Students experience record internet outage
September 10, 2015
Several students may have experienced a state of panic as they quickly discovered their Blackboard quiz was no longer responsive. Students and faculty encountered issues Tuesday night as a network outage affected WKU’s campus.
Chief Information Technology Officer Gordon Johnson sent an email to faculty and staff Wednesday morning to explain what had happened.
According to the email, the network outage began at approximately 9:30 p.m. Tuesday and lasted until 2 a.m. the following day.
“Our primary and secondary Domain Name Servers (DNS) experienced an unusual condition simultaneously that brought them down,” Johnson said in the email.
Johnson went on to explain that while the rest of network infrastructure was still operational, without DNS to translate domain names to IP addresses of servers and other components, no network traffic could be routed.
“So the entire network was essentially down and unreachable both from on campus and off campus,” he said.
He said the condition that brought the DNS down was so obscure it needed to be escalated to the top engineering level of the vendor who supplies WKU’s DNS appliances—Infoblox. WKU brought in Infoblox DNS over a year ago for their industrial strength and built-in redundancies.
“They can handle lots of traffic without any degradation in performance,” Johnson said.
The problem that occurred, Johnson stressed, was statistically rare. The redundancies of the two systems meant that if one suffered a physical attack and went offline, the second would take over without incident.
This particular issue was a combination of an internal software problem and a burst of outside traffic that caused the systems to behave erratically; both DNS went down at the same time. IT technicians are still investigating exactly what caused the breakdown.
They were able to resolve the incident with the joint effort of Infoblox and WKU’s own IT department.

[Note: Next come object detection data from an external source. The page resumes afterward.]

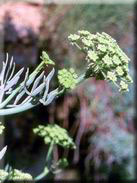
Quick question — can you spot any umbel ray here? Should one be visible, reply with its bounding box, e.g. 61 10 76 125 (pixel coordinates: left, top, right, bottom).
0 54 58 116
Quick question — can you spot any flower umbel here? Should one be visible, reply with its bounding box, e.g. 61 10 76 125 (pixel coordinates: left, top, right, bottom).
58 68 78 89
40 51 55 66
69 30 133 91
33 124 75 148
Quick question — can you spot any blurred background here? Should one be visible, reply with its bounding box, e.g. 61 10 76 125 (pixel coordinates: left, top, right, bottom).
0 1 135 180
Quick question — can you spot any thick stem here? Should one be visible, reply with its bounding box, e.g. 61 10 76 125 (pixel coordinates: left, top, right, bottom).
34 141 54 180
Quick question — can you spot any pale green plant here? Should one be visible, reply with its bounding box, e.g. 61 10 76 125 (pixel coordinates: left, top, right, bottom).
0 30 133 181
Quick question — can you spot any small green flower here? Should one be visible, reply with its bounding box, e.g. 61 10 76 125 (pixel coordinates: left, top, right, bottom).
33 124 75 148
82 38 92 47
40 51 55 66
68 31 132 91
8 169 33 181
113 55 121 65
107 71 117 82
120 81 128 91
97 45 107 52
78 30 90 36
116 66 124 76
58 68 78 89
0 169 8 182
68 34 80 42
0 122 5 134
87 51 98 61
126 75 133 83
102 55 113 66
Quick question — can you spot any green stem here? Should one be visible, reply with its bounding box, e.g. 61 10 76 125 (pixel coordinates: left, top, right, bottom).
34 141 54 180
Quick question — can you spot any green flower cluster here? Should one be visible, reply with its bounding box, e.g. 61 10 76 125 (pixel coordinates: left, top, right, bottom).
33 124 75 148
68 30 133 91
40 51 55 66
58 68 78 89
0 169 33 183
0 169 8 183
0 122 5 135
8 169 33 180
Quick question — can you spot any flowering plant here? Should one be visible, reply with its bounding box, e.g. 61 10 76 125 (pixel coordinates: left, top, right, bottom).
0 30 133 181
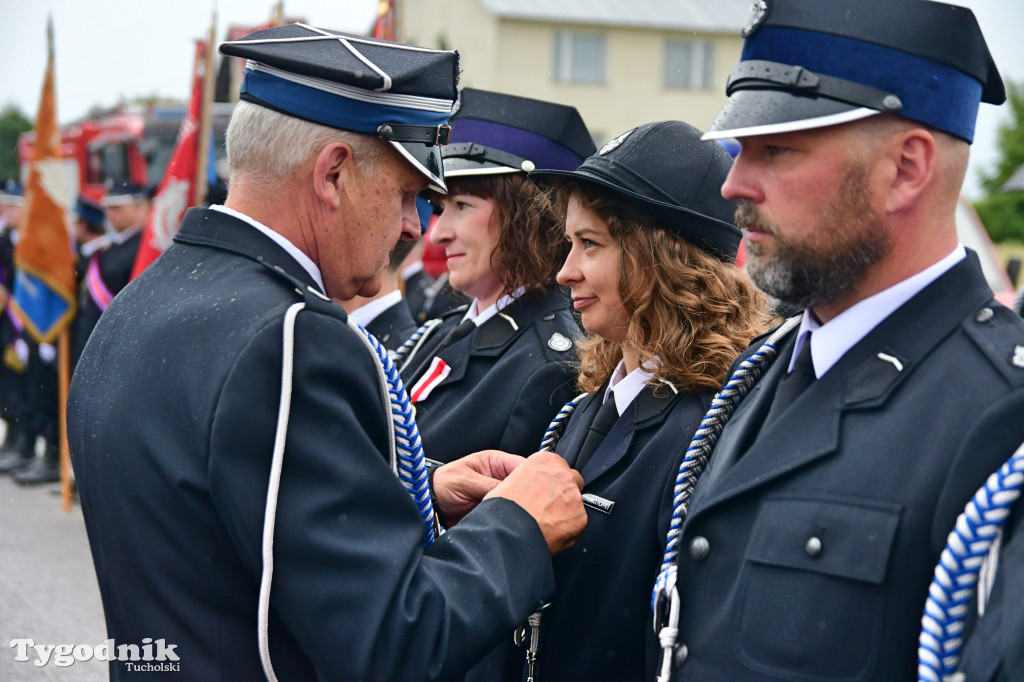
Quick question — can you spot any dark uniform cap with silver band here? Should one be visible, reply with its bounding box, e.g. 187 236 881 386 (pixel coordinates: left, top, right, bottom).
529 121 742 262
220 24 459 193
443 88 597 177
102 180 147 207
705 0 1006 142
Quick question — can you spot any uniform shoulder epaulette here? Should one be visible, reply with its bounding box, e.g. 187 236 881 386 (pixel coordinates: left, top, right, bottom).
437 303 469 321
961 300 1024 386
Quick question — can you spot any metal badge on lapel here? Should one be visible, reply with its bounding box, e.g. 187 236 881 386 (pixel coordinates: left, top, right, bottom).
548 332 572 352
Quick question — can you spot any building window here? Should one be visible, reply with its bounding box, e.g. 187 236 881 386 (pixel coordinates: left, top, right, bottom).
554 31 607 83
665 40 715 90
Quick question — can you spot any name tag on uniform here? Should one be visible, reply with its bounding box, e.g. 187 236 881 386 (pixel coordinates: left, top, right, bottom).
583 493 615 514
409 357 452 402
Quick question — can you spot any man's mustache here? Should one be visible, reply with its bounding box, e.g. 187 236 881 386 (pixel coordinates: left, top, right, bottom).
735 201 775 236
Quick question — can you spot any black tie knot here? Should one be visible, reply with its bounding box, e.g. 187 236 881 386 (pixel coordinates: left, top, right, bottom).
575 395 618 471
438 319 476 350
761 334 816 429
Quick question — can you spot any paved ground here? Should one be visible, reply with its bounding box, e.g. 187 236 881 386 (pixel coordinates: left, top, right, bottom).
0 464 108 682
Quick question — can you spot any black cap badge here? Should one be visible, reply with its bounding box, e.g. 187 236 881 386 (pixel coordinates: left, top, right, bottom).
739 0 768 38
598 128 636 157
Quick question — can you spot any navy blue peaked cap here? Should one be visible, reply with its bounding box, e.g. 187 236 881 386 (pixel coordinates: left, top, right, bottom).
220 24 459 193
706 0 1006 142
443 88 597 177
75 197 103 225
103 180 148 206
529 121 742 262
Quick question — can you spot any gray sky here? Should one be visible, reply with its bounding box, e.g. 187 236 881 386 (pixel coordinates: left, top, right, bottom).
0 0 1024 199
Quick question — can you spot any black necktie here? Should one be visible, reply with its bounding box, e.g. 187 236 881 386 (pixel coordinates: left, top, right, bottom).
434 319 476 354
761 335 815 430
575 395 618 471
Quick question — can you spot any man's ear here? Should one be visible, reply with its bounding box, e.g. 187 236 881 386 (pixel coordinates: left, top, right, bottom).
313 142 354 208
886 128 937 213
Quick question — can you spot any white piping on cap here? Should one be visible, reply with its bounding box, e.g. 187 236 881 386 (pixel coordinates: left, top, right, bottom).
234 22 454 54
246 59 452 114
299 24 391 92
700 106 882 140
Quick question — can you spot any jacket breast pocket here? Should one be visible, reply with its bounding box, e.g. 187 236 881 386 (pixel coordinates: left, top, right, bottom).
739 497 902 681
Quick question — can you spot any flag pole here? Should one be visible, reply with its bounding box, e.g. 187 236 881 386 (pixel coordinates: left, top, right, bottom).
191 9 217 206
57 327 71 511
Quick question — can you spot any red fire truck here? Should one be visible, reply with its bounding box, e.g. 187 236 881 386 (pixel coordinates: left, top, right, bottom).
17 102 231 202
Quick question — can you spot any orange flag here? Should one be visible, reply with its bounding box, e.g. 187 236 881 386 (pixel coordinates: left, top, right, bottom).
11 19 75 343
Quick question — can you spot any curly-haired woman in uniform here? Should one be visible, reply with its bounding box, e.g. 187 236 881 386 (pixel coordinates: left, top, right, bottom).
506 121 768 682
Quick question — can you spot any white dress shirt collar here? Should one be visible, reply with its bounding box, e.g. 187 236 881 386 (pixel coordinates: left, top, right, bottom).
348 289 401 327
601 358 658 417
788 244 967 379
210 199 327 293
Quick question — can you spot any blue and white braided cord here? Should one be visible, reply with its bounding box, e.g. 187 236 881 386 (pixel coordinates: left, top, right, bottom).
540 393 589 453
650 315 800 682
356 326 434 547
651 316 800 608
918 438 1024 682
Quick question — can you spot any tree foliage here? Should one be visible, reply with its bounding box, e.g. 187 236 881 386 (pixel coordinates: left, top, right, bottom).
0 104 32 179
975 81 1024 242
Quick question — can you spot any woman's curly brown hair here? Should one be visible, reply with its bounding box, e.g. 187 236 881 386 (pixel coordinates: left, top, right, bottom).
431 173 569 296
557 181 770 392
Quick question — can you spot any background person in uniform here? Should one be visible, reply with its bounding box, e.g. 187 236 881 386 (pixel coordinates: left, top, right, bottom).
507 121 768 681
72 180 150 365
0 183 59 483
401 199 434 323
663 0 1024 682
0 180 36 473
339 198 433 351
399 88 594 462
69 25 586 682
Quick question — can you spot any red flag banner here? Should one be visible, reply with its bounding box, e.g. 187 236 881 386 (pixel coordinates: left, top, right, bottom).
11 18 76 343
132 41 207 279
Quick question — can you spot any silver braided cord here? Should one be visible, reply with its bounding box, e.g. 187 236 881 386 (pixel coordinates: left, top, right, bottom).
650 315 801 682
394 318 441 372
918 444 1024 682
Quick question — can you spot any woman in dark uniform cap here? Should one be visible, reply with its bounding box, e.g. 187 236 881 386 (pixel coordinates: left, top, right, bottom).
509 121 768 682
397 89 595 462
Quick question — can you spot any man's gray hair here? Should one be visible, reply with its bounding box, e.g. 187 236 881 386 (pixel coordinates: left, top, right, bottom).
226 101 386 182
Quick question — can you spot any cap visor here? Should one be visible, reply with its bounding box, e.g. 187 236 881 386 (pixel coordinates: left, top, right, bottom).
442 155 522 177
391 140 447 195
701 90 879 139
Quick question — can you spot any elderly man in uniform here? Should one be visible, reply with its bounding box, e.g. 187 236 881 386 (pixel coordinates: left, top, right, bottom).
340 193 433 348
69 25 586 682
655 0 1024 682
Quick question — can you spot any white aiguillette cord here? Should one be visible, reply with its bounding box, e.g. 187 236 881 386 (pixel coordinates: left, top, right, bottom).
257 303 434 682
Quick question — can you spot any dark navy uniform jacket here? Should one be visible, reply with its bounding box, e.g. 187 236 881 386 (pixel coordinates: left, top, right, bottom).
401 289 580 462
959 500 1024 682
673 252 1024 682
69 209 553 682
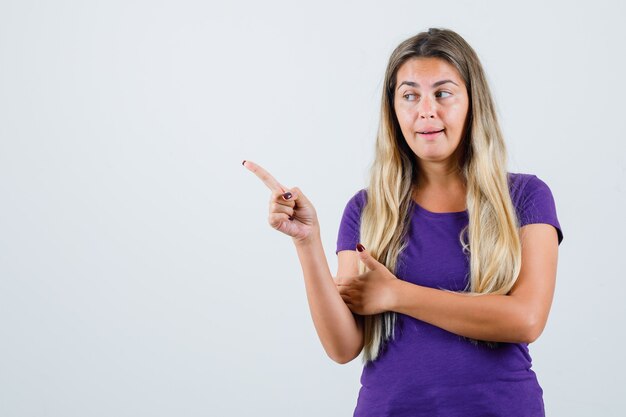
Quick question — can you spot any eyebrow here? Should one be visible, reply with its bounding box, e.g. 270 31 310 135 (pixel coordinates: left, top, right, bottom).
397 80 459 90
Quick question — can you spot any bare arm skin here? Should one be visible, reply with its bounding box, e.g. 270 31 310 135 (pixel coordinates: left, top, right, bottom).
294 236 363 364
338 224 558 343
244 161 363 364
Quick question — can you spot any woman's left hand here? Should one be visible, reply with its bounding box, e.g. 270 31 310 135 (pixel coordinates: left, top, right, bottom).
336 246 398 316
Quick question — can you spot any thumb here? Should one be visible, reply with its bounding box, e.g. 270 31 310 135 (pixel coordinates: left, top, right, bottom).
290 187 313 207
356 243 380 270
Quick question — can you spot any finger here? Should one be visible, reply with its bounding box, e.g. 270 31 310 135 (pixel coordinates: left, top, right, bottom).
267 213 290 230
270 190 296 208
270 203 295 217
356 243 380 271
243 160 287 193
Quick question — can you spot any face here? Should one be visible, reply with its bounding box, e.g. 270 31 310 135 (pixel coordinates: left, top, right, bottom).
394 58 469 166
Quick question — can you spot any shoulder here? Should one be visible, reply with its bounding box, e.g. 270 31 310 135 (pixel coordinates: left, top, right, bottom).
508 173 563 243
347 188 367 209
507 172 551 207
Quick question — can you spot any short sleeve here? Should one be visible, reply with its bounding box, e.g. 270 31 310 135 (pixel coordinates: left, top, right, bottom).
519 175 563 245
335 189 367 253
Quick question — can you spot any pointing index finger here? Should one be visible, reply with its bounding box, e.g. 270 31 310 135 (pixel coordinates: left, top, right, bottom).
243 160 287 192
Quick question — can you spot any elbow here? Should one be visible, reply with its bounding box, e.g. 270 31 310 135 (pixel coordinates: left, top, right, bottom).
521 314 545 344
327 352 359 365
326 342 361 365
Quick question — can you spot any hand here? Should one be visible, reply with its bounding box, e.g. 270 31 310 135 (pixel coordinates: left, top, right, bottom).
243 161 319 241
336 244 398 316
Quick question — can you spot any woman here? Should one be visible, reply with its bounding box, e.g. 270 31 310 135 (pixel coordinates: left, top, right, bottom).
244 29 563 417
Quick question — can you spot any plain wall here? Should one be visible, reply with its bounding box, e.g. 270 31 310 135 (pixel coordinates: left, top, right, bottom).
0 0 626 417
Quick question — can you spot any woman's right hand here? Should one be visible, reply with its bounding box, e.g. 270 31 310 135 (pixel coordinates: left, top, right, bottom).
243 161 319 242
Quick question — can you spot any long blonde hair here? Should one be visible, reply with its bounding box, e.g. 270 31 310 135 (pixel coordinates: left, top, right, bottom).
360 29 521 362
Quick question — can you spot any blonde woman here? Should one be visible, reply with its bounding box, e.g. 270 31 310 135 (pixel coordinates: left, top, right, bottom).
244 29 563 417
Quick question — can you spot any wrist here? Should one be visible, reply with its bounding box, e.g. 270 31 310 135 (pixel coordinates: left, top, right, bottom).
291 230 322 248
385 277 407 312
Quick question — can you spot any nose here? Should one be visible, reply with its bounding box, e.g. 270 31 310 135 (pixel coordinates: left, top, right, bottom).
417 95 437 119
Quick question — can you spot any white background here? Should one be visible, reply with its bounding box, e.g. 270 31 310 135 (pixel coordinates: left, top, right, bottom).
0 0 626 417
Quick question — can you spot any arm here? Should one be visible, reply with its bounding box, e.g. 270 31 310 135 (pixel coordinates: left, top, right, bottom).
337 224 558 343
243 161 363 363
294 233 363 364
388 224 558 343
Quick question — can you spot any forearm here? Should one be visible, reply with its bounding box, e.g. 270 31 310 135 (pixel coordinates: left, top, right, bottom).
390 280 538 343
294 234 363 363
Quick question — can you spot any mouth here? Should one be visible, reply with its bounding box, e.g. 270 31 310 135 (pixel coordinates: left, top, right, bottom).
417 129 445 138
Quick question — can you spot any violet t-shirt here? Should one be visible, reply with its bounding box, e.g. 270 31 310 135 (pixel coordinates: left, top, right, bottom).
337 173 563 417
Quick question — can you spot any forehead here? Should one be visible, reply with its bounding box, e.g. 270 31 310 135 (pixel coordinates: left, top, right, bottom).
396 57 463 86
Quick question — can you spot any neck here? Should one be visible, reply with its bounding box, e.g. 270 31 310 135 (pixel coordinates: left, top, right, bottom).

“Basically, the way we fixed it was with the help of Infoblox. They identified configuration settings whose results were creating problems, and based on their recommendation, we changed those, and this seemed to pretty largely fix the problem,” Johnson said.
Johnson said this incident was one of the largest in over a decade.
“I’ve been here 26-plus years, and I do not remember an outage that long over the past 10 years,” he said.
He added that technicians are working to ensure sure such an event doesn’t happen again.
“We’re spending whatever amount of time it takes to mitigate this and prevent it from happening again,” Johnson said.